[< Previous 185](https://github.com/drbaggy/perlweeklychallenge-club/tree/master/challenge-185/james-smith) |
[Next 187 >](https://github.com/drbaggy/perlweeklychallenge-club/tree/master/challenge-187/james-smith)

# Ʈʯḗ Ŵꭂḵⱡʏ Chåɫleŋȅ 186

Ỷȣ ʗầņ fɪƞẟ ḿồṛĕ ĩƞꬵõɽɯɑẖıọǹ ꬰƀȣƫ ðiŝ ŵꭂḵꭍ, ẚꬻḋ ṗʁeỽíȣẜ ẅꭂks cẗâỻɛŋɘṧ ẩṱ:

  https://theweeklychallenge.org/

Ïf ỿȣ ḁrẽ ṇọť aľɻəǻďƴ ẟƣŋ ðe ĉʮảꬸḽeŋḗ - íṯ ȉṥ ẫ ġỏoď plẵꭢ ʈⱺ ṗꭉaꬿŧiśe ɏỗůꭆ
**ƥěꭈⱡ** öṟ **ꭉakū**. Įƒ ȋt iȿ nóť **ṗḙɽl** oṙ **rakʊ** ẏȣ ƍȩvȅŀơƥ in - ỿȣ ĉẚṅ
ṡūḃꭑĭƫ šôȴuʈīoňẛ įṋ ẉɥḯċʯḝʋḕr ʟaŋʉaĝe ꭅȣ ꬵꭂⱡ cőmḟởrṯaƀłꬳ ẁið.

Ȳȣ ɕañ ḟḭꬻḑ þe sȯḹȕțḭǫṋs ʯeɿe ốņ gɩʇḥùɓ ấţ:

https://github.com/drbaggy/perlweeklychallenge-club/tree/master/challenge-186/james-smith

# Task 1 - Zip List

***You are given two list `@a` and `@b` of same size. Create a subroutine `sub zip(@a, @b)` that merge the two list as shown in the example below.***

## Solution

This is a problem where perl signatures come into play. We use a signature so that we can
use arrays in call rather than references to arrays. The signature `(\@\@)` then converts
the arrays in the call into references.

### Solution 1 - Simple code:

Rather using a loop variable and select out of the two arrays
we loop through 1 and use a pointer to loop through the
other.

```perl
sub zip (\@\@) {
  my $c = 0;
  map { $_, $_[1][$c++] } @{$_[0]}
}
```

### Solution 2 - Using a pointer for both arrays:

This is the naive version where we have a counter and use it to index both arrays.

The plus is that it is a single line, no need for a variable.

```perl
sub zipt (\@\@) {
  map { $_[0][$_], $_[1][$_] } 0..@{$_[0]}-1;
}
```

### Solution 3 - Golfed code:

Now I couldn't go a week without putting in some golf code - which is slightly
off the wall! We loop through one array and shift off the other

As we are golfing we try and avoid new variables, we can therefore reuse/abuse `@_`
(if we are careful)... this is the reason for `local` which stops our changes
affecting the loop variable outside the function call.
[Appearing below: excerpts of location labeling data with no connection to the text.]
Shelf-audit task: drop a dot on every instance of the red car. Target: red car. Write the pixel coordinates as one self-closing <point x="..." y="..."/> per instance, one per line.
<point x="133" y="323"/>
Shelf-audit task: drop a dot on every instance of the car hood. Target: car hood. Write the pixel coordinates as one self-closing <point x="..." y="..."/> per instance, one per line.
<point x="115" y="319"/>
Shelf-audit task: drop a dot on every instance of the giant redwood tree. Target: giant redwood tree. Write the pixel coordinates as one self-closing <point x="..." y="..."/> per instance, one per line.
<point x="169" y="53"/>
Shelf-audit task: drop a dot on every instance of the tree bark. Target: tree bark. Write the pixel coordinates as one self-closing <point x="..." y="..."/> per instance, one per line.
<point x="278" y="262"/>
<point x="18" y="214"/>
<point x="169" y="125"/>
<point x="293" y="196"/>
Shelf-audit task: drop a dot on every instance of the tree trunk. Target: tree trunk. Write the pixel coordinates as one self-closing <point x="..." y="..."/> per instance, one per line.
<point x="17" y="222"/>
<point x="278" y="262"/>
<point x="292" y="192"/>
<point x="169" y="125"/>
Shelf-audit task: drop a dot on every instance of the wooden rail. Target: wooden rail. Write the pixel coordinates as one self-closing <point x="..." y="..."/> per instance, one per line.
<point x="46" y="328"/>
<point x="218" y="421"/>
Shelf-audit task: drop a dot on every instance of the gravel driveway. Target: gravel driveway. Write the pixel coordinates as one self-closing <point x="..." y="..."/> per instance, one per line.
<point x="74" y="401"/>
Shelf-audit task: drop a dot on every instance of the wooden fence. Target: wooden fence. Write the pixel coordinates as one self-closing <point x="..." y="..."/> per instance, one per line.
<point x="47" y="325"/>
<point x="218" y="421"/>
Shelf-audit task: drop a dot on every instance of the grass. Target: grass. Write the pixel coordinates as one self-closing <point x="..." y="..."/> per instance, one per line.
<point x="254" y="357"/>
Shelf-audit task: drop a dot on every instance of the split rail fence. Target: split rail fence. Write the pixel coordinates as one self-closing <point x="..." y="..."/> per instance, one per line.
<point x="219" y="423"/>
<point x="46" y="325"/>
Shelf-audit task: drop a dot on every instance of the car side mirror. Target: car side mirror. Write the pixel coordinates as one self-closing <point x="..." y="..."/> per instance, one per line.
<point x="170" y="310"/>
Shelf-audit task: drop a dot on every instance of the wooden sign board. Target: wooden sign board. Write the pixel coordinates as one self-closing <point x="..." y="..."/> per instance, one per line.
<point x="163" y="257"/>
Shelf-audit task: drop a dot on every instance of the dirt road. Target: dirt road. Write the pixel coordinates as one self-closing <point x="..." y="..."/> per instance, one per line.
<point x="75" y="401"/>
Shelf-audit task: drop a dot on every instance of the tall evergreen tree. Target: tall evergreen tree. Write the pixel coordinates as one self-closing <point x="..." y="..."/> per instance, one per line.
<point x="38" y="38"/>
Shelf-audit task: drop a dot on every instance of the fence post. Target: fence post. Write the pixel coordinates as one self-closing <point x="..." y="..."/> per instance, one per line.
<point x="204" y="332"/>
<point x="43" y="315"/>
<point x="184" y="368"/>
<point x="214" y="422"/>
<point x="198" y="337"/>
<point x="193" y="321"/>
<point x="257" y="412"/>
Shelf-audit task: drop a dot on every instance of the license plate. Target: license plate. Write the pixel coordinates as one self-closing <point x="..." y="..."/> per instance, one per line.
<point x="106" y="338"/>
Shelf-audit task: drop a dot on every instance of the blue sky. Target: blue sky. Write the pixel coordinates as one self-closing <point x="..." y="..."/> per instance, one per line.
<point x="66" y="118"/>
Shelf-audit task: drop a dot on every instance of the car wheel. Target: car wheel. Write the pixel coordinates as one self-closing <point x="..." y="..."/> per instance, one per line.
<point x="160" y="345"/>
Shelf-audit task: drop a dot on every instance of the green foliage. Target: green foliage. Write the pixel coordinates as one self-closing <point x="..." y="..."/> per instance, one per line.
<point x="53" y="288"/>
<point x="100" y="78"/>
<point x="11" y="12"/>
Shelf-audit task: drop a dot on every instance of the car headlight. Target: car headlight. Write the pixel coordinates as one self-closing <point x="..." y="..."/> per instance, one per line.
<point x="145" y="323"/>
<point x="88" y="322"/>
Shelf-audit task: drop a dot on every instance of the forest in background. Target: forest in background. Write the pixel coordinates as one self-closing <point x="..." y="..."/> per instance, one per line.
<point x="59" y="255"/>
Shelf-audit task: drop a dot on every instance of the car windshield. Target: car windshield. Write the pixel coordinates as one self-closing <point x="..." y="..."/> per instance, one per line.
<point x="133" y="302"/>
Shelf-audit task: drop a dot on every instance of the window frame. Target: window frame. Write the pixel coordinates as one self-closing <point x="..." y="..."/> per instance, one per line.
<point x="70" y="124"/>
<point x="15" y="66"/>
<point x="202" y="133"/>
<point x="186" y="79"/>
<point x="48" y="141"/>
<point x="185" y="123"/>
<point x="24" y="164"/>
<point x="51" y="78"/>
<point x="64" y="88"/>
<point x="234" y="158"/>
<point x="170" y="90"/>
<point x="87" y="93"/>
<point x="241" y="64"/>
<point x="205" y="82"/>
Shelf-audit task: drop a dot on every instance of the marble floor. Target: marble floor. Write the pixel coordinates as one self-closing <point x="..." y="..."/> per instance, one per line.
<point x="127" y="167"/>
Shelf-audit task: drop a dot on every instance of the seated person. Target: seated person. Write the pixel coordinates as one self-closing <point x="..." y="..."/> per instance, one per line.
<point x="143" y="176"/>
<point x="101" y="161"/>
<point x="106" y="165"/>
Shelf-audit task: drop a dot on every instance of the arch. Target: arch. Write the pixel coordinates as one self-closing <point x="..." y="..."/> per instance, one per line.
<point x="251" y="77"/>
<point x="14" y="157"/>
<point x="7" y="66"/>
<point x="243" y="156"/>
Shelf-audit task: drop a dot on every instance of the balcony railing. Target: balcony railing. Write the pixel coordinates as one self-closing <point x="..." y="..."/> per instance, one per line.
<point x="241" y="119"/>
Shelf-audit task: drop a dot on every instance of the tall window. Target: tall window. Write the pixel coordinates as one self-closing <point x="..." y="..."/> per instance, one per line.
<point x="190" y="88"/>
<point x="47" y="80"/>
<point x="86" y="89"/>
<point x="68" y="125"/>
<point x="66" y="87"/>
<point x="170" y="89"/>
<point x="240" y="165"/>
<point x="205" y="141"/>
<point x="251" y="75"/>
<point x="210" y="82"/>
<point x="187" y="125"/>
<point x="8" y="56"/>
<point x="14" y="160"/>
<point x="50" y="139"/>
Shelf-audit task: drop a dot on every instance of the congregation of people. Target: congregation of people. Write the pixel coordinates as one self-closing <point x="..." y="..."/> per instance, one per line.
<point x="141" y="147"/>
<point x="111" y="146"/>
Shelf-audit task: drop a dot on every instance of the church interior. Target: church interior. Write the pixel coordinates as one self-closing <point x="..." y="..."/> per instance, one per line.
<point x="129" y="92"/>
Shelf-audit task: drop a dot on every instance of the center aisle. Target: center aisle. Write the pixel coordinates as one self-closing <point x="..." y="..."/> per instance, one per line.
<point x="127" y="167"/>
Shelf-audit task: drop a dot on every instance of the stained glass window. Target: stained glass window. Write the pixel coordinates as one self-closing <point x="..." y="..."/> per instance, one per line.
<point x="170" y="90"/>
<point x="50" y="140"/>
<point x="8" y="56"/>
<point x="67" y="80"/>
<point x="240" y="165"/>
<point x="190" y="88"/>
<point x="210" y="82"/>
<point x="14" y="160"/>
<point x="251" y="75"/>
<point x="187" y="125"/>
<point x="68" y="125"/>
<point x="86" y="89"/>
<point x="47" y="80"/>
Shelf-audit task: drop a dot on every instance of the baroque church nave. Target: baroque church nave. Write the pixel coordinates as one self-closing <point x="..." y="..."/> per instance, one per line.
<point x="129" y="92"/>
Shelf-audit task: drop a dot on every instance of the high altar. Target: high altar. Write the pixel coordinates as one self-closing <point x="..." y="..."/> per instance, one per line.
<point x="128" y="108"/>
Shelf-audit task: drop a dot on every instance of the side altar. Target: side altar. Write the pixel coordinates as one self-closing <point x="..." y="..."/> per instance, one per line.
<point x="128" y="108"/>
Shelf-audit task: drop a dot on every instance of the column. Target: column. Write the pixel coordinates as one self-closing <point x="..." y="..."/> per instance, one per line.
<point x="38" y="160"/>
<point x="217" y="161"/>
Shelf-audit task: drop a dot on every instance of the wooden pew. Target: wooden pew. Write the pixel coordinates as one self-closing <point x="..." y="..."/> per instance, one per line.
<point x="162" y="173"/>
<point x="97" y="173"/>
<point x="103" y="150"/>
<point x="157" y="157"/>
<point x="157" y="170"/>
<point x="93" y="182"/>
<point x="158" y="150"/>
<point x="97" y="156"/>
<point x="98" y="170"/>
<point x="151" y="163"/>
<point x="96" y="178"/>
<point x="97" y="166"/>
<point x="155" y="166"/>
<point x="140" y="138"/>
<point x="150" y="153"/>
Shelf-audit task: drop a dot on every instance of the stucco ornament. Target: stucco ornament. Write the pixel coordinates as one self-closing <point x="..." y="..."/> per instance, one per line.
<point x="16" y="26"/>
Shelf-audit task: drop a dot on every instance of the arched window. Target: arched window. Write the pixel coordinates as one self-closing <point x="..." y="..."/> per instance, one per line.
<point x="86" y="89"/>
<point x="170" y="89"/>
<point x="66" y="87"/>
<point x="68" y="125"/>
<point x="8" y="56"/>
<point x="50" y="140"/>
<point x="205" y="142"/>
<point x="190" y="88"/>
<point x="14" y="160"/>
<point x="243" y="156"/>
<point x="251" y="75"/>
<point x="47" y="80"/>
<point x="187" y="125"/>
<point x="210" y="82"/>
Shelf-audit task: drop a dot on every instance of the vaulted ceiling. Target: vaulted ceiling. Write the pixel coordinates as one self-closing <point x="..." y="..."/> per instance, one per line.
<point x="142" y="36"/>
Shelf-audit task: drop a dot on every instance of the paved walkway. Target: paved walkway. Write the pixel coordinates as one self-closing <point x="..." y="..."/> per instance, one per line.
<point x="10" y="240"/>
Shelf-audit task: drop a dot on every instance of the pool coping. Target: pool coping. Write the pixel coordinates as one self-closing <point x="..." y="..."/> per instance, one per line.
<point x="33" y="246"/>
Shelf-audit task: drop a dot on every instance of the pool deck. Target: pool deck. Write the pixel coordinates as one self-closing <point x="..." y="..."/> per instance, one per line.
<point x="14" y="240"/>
Not only does using `@_` avoid using `my` when we loop through the array as we
`shift` off the first entry we can use the bare `shift` as it assumes that the
array is `@_`...

Finally we have to do `@{shift()}` as perl can't distinguish between this meaning
the variable `@shift` or `@{$_[-1]}`.

```perl
sub zipx (\@\@) {
  local($_,@_)=(shift,@{shift()});
  map{$_,shift}@$_
}
```

## Performance

With out original tests of up to 10 entries in the array we came up
with an ordering of `zip`, `zipt`, `zipx` as faster to slowest -
although with only about a 10-15% difference between all 3.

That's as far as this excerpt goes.